Michael había pasado tiempo en el mercado. Sin saber todavía de qué clase de producto se trataba, pero divertido a su pesar, recurrió al grueso de su vocabulario:
—Demasiado.
El hombre se mostró consternado. El hombre expresó desolación. Quizá el señor no alcanzaba a comprender la excepcional calidad de sus mercancías. Señaló los viales, hizo como que bebía uno y se agarró la garganta, emitiendo unos realistas sonidos de asfixia, trastabillando de espaldas como si buscara dónde apoyarse. Se sentó de golpe en el suelo, poniendo los ojos en blanco, y luego sonrió felizmente a Michael.
Eran venenos. Venenos para su enemigo.
—¡Cinco! —dijo el hombre—. ¡Todos tres, cinco por uno!
Una muerte a la que nadie podría hacer frente, rápida y segura. No sería imposible prepararla para De Vier.
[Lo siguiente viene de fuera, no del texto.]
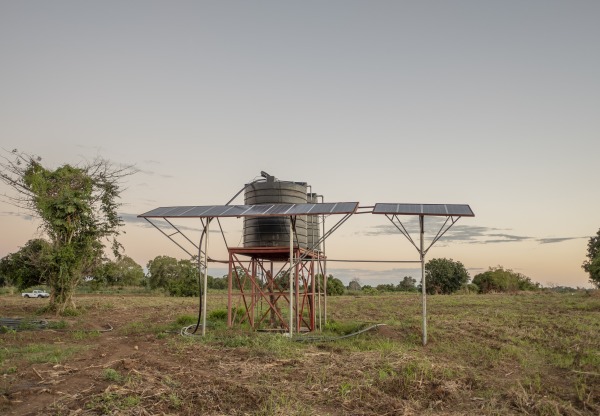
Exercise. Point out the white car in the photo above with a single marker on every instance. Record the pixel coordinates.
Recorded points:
(36, 294)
Michael Godwin tenía amigos en la ciudad, y dinero.
Se estremeció a pleno sol, recordando la gracia animal del espadachín. Era una muerte espantosa que ofrecer a semejante hombre; una muerte peor que la que él había procurado a Applethorpe o Horn. Por mucho que los chártilos disimulasen el oportunismo, seguía siendo una muerte sin honor, imprevista y falta de desafío. El desafío… o se sabe lo que es o no.
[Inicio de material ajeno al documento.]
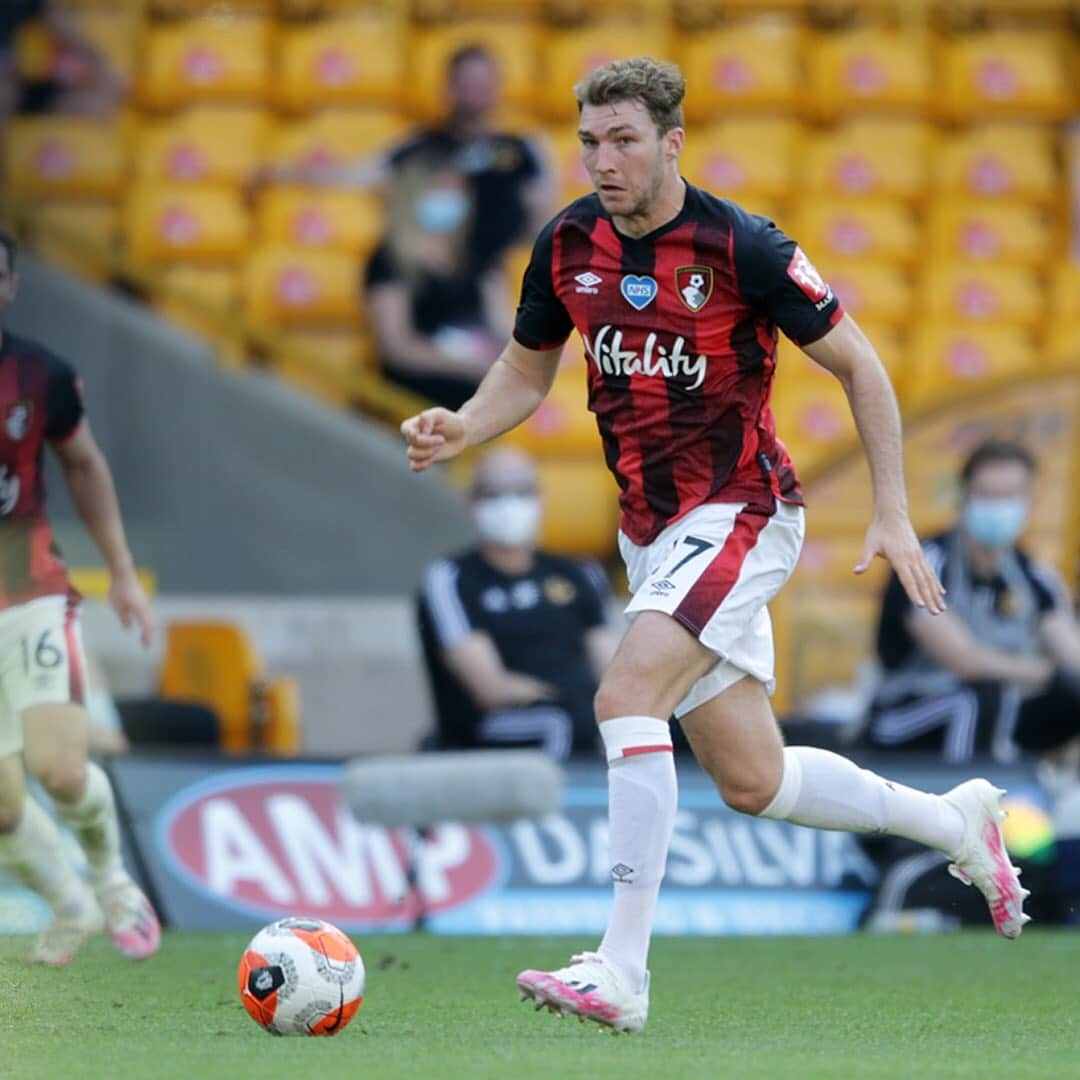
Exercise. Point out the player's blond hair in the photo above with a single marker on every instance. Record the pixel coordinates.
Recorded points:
(658, 85)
Michael tocó la espada que portaba. Él sabía lo que era el desafío; y para él no residía en proezas de armas. Era un noble, y los nobles no buscaban venganza contra espadachines que actuaban por encargo. Si acaso, debería conspirar contra Horn; pero el noble había escapado ya a la venganza de Michael. No tenía motivos para querer vengar a Horn, y para Applethorpe ninguna venganza sería suficiente jamás. Para él era algo natural querer hacer daño al hombre que había sido el instrumento de su primer pesar como adulto; natural, pero no justo. Se alegró de no haber tenido siquiera un vial en las manos.
La expresión de Michael indicó al hombrecillo que las negociaciones habían terminado. Se perdió de vista tras una esquina, y Michael regresó con Devin y el banquete.
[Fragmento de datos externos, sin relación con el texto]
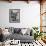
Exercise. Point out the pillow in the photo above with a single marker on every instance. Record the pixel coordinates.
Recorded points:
(23, 31)
(17, 30)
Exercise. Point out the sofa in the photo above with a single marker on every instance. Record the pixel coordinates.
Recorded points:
(17, 34)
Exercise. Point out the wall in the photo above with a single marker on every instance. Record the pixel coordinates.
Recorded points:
(29, 14)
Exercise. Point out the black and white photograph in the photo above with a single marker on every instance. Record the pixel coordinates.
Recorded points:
(22, 22)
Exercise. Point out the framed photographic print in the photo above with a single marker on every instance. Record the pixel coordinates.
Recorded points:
(14, 15)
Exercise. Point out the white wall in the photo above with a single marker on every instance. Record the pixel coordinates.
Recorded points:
(29, 14)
Era verdad, como le había dicho la duquesa, que los chártilos respetaban a quien sabía empuñar una espada. Los amigos que había hecho y que practicaban con él se sentían intrigados por algunas de sus técnicas de estocada recta, y les divertía su inexperiencia; pero uno de ellos le había dicho con voz seria: «Por lo menos eres un hombre. Tu paisano el señor de los banquetes es buena persona, pero…».
Cuando entró de nuevo en el salón la comida continuaba todavía, y había una cuarta copa de vino en el sitio de cada comensal. Descubrió que estaba listo para ella y consiguió mostrar incluso algo de entusiasmo ante los pastelillos de almendras.
Devin lo miró mientras se sentaba. El rostro del embajador era solemne, pero sus ojos brillaban con una risa seca.
—¿Te has perdido? —preguntó.
—Temporalmente sólo. —Michael dio un mordisco a un pastel.